/ 16 February 2006

More savings taxcuts to come

The government has chopped tax on retirement funds by half, to 9%, saying it is prepared to make further cuts to stimulate savings. However, it wants the 9% to be used as a carrot in wider discussions about reforming the life industry.

Minister of Finance Trevor Manuel told journalists at Parliament that the national Treasury would release a document proposing significant changes to retirement funding provisions. “I believe in using the carrot of further tax relief to drive discussions [with the life industry],” Manuel said.

According to Old Mutual, the government has taken R48-billion out of retirement funds by taxing income generated in individual funds.

The life industry, which has been lobbying the government to reduce the tax, will welcome the cut. This will hopefully inject a further R2,4-billion back into the pockets of retirement fund members. Manuel was at pains to send a message that this relief must be passed directly to individuals.

Rob Rusconi, the actuary who blew the whistle on pension-fund costs, said the move is welcome as the tax was introduced as a temporary measure in 1996. “Reducing the tax by half has sent a strong signal from the government as to what direction it is moving in,” he said.

Over the years debates have raged about how the 18% tax could be used to fund old-age grants and to redistribute assets from the rich to the poor.

But, Rusconi said, by drastically reducing the tax, the government has indicated that rather than use retirement funds as a redistribution vehicle it wants to encourage people to save by offering tax relief. “Using savings funds to redistribute wealth can only work in a society where savings are mandatory,” said Rusconi.

In South Africa, where retirement savings are voluntary, redistribution could work as a disincentive to save. Rusconi said the tax reduction will go some way to remedy the damage to the savings psyche of the nation after the retirement funds debacle last year.

Rusconi said the government is facing a serious fiscal problem as more and more people become dependent on social grants when they retire.

The minister confirmed that a policy paper, which will suggest an overhaul of the entire pension fund industry, will be released shortly.

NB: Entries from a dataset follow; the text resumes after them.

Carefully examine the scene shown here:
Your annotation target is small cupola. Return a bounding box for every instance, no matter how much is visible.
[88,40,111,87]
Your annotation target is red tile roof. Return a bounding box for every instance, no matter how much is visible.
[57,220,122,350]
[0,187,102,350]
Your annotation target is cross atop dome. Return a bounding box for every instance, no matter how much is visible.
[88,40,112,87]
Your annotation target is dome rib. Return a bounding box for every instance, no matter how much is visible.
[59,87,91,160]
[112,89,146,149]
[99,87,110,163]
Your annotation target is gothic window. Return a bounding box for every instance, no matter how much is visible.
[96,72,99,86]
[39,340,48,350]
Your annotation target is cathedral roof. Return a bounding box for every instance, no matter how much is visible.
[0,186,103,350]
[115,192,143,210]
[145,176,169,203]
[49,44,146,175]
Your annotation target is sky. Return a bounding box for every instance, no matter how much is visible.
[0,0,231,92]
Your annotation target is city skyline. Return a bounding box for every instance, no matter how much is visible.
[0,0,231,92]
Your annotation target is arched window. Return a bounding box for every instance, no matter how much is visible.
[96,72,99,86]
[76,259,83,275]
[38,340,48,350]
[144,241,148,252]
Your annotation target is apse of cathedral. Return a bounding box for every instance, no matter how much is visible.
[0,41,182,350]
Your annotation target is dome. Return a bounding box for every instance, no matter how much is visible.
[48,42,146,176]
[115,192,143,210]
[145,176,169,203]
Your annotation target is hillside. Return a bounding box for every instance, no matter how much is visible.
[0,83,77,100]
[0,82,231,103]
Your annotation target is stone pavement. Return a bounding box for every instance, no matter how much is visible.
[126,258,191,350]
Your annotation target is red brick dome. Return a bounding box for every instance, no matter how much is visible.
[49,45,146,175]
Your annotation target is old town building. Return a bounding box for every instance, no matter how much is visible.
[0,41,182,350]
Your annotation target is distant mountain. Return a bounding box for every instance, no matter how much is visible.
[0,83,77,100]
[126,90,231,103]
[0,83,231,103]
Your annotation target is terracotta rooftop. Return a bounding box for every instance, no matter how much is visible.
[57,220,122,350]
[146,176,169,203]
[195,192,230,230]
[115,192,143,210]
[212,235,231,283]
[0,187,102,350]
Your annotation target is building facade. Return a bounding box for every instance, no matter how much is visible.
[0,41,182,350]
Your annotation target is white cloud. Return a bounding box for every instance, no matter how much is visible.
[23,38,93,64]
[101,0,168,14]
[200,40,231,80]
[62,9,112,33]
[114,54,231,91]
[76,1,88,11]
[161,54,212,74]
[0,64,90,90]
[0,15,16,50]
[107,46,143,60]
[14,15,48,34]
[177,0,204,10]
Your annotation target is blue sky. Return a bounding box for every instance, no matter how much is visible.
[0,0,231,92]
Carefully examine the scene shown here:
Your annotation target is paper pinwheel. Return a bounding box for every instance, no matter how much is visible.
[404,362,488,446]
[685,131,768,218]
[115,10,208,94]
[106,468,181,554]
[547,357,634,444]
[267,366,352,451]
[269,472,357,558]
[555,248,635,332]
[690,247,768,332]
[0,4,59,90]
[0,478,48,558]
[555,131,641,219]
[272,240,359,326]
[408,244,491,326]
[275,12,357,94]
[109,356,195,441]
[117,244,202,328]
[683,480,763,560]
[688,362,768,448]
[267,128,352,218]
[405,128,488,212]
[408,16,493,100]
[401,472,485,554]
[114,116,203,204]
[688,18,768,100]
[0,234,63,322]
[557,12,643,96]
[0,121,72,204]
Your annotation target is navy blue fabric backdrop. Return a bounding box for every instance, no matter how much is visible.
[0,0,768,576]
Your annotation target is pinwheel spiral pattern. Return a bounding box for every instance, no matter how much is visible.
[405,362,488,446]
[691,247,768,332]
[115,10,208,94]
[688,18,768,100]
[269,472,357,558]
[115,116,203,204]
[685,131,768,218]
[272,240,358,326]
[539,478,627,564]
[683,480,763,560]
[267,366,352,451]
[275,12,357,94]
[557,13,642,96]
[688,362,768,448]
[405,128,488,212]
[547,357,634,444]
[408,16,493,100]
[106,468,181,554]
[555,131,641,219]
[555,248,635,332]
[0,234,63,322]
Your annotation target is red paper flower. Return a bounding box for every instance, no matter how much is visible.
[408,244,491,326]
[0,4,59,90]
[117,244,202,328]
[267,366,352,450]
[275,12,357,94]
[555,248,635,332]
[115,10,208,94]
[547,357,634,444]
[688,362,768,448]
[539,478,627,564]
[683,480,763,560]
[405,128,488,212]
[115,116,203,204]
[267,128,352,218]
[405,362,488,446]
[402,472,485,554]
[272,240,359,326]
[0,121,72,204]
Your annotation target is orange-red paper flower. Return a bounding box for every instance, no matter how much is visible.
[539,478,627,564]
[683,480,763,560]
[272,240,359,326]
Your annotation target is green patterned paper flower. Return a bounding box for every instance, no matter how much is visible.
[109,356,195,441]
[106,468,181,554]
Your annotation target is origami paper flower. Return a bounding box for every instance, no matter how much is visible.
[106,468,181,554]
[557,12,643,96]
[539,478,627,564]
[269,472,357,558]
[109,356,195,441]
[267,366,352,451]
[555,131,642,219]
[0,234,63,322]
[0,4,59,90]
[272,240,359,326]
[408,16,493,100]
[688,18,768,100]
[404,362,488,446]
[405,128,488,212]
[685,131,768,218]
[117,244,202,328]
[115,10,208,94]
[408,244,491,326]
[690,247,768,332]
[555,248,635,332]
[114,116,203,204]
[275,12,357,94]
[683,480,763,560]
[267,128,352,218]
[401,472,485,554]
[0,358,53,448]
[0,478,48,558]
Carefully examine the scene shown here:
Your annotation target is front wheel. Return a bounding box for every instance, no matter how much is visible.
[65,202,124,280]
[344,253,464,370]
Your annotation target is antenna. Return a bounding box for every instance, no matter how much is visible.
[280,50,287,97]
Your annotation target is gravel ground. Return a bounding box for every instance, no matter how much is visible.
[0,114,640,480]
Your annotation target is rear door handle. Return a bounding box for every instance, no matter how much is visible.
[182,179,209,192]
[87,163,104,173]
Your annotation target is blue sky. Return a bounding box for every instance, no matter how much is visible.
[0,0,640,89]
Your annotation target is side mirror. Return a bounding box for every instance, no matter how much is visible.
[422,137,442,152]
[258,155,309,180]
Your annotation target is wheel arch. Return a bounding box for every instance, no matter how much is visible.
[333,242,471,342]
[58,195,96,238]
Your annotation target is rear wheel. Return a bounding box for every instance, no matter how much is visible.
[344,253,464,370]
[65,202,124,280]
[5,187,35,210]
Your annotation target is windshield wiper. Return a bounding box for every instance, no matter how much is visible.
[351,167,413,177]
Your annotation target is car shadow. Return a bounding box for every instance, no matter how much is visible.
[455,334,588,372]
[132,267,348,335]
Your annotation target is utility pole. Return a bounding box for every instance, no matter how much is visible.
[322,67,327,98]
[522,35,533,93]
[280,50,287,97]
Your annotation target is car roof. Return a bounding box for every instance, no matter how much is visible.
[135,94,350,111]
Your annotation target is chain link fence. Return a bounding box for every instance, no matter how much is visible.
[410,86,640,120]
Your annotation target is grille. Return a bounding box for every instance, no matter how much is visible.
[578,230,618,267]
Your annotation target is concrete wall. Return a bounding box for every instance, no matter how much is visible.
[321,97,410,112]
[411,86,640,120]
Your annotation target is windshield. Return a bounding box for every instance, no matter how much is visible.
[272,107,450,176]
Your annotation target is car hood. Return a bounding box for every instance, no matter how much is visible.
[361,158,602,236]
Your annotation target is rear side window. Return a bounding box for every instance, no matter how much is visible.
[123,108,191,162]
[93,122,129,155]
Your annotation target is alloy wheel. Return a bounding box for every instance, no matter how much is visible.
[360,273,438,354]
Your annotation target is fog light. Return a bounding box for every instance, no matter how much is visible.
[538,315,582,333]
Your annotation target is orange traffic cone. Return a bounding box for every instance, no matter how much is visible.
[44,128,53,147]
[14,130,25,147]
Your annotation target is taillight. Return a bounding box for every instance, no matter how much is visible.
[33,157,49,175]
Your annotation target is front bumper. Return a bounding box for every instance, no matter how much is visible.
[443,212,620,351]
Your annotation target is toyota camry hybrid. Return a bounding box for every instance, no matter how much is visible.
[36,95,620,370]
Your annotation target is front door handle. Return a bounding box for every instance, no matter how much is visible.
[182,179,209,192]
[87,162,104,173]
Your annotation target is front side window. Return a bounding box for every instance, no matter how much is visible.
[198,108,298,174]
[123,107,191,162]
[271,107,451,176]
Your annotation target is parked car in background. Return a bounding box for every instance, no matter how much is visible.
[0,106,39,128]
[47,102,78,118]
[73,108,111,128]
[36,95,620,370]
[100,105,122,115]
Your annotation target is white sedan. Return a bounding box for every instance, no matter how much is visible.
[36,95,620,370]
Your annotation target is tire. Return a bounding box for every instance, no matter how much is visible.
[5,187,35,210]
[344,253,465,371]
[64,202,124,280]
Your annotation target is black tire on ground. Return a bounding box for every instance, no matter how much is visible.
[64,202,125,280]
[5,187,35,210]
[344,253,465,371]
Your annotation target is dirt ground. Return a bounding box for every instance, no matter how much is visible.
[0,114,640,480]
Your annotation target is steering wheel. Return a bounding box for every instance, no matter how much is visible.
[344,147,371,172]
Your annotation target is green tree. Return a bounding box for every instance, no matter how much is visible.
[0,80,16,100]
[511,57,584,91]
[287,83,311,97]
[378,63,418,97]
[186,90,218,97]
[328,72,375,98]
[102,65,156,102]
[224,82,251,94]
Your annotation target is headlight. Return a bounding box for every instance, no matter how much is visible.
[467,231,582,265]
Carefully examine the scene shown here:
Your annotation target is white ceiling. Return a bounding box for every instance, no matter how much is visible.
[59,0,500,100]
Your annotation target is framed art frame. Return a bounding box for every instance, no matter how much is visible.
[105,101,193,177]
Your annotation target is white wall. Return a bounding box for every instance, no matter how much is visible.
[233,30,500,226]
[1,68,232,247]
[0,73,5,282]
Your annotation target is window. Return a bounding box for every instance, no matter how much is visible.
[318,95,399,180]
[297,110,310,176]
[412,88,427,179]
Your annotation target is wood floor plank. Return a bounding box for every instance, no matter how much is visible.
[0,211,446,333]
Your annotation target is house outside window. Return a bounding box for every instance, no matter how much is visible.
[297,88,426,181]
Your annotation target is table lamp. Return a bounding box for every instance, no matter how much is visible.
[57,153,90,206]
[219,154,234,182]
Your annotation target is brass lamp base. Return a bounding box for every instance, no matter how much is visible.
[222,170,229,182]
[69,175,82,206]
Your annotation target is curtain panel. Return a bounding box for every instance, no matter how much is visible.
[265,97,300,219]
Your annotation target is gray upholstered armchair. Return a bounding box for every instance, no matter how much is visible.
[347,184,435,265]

In the Budget Review the government reiterated its commitment to reviewing the pension fund industry to help “re-establish consumer confidence in the sector and support the goal of South Africans making adequate provision for retirement”.

According to the Budget Review, the thrust of the reforms is to ensure that retirement savings are not depleted by excessive charges and penalties.

But, Rusconi said, it would make sense for the government to focus on how to create retirement savings for the informal sector. In South Africa, 70% of formally employed people belong to pension-fund schemes, which is on par with developed economies, however, it is the informal market that is currently left out in the cold and which will become dependent on grants. It is likely that a national savings fund aimed at low or part-time income earners will be created.

According to I-Net Bridge, the minister hinted at further cuts in the tax rate, and announced that the Treasury would soon release a document proposing “very significant changes to retirement fund provisions. These proposals must be discussed with the Life Offices’ Association, retirement fund trustees and other stakeholders.”